De nombreux auteurs ont noté la correspondance entre le programme iconographique de la Villa Maser et la théorie pythagoricienne, connue de Daniele Barbaro, de l'Harmonie ou Musique des Sphères (nombres, proportions, intervalles). Cette théorie énonce trois niveaux : la Musique du monde ou Harmonie cosmique qui repose sur les Sept planètes et se manifeste par l'union des Quatre éléments et la variété des Saisons ; la Musique de l'homme qui repose sur l'harmonie du corps et de l'âme et se manifeste par le chant ; et enfin, la Musique instrumentale et les Arts. L'Harmonie établit ordre et équilibre entre les éléments contraires. Seuls les sages peuvent comprendre les liens qui unissent le ciel et la terre, la divinité et l'humain.

Difficile en effet de ne pas voir le rapport entre cette théorie et les fresques de la Villa, avec la présence de nombreuses figures de musiciens comme les huit musiciennes de la Sala a crociera (croisillons, images de la Musique et des Muses), le trio de musiciennes de la Stanza del Tribunale d' Amore (mur est) et la muse et putti musiciens voletant de la voûte de la Stanza di Bacco, mais aussi avec la représentation dans la Sala dell'Olimpo des Saisons dans les lunettes puis des Quatre éléments, du Zodiaque et des Sept dieux planétaires sur la voûte.

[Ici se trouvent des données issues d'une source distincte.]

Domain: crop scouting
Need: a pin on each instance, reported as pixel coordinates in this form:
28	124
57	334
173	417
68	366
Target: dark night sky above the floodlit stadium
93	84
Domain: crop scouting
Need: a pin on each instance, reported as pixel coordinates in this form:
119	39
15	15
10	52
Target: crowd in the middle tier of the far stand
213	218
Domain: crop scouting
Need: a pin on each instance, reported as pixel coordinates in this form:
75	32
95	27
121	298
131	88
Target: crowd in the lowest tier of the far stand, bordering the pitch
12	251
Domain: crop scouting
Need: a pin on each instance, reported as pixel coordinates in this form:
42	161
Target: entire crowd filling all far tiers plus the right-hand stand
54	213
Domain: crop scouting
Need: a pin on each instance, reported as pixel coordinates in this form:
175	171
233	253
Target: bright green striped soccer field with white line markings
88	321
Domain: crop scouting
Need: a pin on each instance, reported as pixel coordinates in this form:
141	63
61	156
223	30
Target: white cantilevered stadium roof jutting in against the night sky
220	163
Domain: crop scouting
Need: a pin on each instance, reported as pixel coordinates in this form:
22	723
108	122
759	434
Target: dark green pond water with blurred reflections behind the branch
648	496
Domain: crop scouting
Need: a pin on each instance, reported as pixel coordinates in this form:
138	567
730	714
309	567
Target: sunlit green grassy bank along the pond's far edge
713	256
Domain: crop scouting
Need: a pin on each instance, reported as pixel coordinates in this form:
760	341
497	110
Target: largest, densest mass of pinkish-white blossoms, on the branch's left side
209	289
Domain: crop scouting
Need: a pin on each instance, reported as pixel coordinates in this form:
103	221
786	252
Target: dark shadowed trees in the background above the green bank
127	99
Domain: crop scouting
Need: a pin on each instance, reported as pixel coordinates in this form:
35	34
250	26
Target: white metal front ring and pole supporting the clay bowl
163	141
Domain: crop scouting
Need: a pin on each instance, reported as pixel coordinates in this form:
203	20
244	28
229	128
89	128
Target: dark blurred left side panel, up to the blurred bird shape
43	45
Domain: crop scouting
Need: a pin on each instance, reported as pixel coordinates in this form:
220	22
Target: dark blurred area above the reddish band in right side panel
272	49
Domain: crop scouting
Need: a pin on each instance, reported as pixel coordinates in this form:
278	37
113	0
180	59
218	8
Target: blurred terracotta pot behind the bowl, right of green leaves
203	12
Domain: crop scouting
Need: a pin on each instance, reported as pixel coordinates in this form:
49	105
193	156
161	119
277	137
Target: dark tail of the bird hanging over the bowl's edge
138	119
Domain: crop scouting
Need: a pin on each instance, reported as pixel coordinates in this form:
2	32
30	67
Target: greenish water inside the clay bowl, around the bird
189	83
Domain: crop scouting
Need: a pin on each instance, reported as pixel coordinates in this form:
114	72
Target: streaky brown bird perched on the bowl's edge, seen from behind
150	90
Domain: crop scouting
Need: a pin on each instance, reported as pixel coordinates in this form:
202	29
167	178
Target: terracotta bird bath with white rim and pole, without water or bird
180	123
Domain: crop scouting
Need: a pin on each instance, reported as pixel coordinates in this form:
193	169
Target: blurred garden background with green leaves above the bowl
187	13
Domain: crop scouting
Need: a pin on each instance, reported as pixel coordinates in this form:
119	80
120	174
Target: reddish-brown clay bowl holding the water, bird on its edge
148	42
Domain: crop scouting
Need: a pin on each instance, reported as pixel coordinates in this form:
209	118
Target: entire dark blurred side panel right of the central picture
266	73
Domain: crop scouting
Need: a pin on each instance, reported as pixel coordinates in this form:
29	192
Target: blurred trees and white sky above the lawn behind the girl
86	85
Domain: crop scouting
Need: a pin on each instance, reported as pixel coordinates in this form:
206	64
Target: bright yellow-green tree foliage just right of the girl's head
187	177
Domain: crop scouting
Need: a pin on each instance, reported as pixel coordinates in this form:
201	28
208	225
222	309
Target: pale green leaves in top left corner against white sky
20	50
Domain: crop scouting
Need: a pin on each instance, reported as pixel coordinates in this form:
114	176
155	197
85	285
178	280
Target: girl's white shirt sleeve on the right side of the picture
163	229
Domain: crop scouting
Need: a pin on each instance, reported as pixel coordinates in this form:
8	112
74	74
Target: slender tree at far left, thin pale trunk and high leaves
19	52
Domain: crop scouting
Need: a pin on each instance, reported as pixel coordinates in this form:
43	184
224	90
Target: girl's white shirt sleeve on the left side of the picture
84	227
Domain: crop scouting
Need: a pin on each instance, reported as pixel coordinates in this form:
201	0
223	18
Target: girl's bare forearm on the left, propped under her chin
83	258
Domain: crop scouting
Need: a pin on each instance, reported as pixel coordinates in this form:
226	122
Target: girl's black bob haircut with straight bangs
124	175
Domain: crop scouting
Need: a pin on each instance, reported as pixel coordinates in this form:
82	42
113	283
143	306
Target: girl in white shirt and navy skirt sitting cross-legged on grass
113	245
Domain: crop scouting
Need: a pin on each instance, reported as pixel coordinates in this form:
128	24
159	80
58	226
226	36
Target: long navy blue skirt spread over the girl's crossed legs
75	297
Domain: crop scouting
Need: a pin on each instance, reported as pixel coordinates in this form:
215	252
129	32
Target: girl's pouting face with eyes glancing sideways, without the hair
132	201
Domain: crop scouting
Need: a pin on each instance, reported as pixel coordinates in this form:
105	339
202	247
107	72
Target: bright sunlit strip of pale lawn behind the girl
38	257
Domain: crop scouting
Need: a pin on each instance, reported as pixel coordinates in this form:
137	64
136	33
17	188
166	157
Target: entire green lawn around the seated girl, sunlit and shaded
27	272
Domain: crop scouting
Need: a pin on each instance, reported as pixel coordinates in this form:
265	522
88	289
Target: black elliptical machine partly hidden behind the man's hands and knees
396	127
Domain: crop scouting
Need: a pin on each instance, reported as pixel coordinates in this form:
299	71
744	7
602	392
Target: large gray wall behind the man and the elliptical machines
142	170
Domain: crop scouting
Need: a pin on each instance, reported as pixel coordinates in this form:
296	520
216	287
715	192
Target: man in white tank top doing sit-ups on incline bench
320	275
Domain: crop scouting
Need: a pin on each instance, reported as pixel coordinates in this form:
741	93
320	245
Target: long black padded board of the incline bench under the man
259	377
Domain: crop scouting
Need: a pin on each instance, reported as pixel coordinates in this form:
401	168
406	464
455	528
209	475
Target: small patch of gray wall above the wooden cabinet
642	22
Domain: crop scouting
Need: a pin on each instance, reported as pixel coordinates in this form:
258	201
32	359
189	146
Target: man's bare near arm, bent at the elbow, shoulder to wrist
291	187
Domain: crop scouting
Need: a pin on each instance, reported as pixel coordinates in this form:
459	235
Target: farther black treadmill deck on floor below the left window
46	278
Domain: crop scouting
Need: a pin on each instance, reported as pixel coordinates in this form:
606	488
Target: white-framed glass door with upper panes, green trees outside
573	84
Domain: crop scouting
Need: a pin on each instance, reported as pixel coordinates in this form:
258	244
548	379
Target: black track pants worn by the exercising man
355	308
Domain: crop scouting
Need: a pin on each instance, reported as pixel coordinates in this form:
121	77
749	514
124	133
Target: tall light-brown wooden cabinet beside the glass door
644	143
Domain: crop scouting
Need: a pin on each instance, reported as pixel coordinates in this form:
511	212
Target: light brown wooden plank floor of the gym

Plus intéressants encore, les rapprochements qui ont été faits entre le décor de la Villa et l'illustration de cette théorie dans le traité de Franchino Gafori, Practica musica, paru en 1496. Sur cette gravure, Apollon/Soleil préside à l'harmonie du monde accosté de la Muse Thalie, et domine le corps d'un dragon qui relie les huit sphères cosmiques (les sept planètes plus la sphère des étoiles), accostées des signes du Zodiaque, aux huit Muses (médiatrices entre le dieu et les arts) et aux Quatre éléments.


GAFORI Franchini (1451-1522), Practica Musica Franchini Gafori Laudensis, Milan, 1496,
20x29 cm.

A Maser, cela relie les Huit Muses de la Sala a crociera et la Femme (Thalie/Vérité) portée par un dragon (Saturne/Temps) de la voûte de la Sala dell'Olimpo aux dieux planétaires accostés des signes du Zodiaque et aux Quatre éléments. 


Sala dell'Olimpo (axe nord-sud), voûte au décor de l'Harmonie cosmique.


Sala a crociera (croisillon occidental, mur sud), deux des huit Muses de l'Harmonie instrumentale.
Stanza del Tribunale d'Amore, trio de musiciennes.

Cela permet également de voir sous un nouvel angle la scène centrale de la voûte de la Stanza di Bacco où au-dessus de la figure couchée de Saturne (Temps), tournoient dans le ciel, les six figures musiciennes d'une Muse (Polymnie, traditionnellement attribuée à Saturne, comme dans le dessin de Gafori) et de cinq putti...

Stanza di Bacco, scène centrale décorant la voûte, et détail de la partie droite.
Plusieurs niveaux de lecture peuvent être proposés : enseignement et culte du vin avec le dieu Bacchus,  image cosmique des saisons régissant la culture de la vigne, image de la récolte et de l'ivresse. 
Saturne allongé à droite peut apparaître comme une image du dieu du Temps, une allégorie de l'hiver et un portrait de Daniele Barbaro, et les figures musiciennes, comme une allégorie de l'ivresse, comme celle de l'inspiration ou comme la vision de la Musique des sphères (instrumentale et cosmique).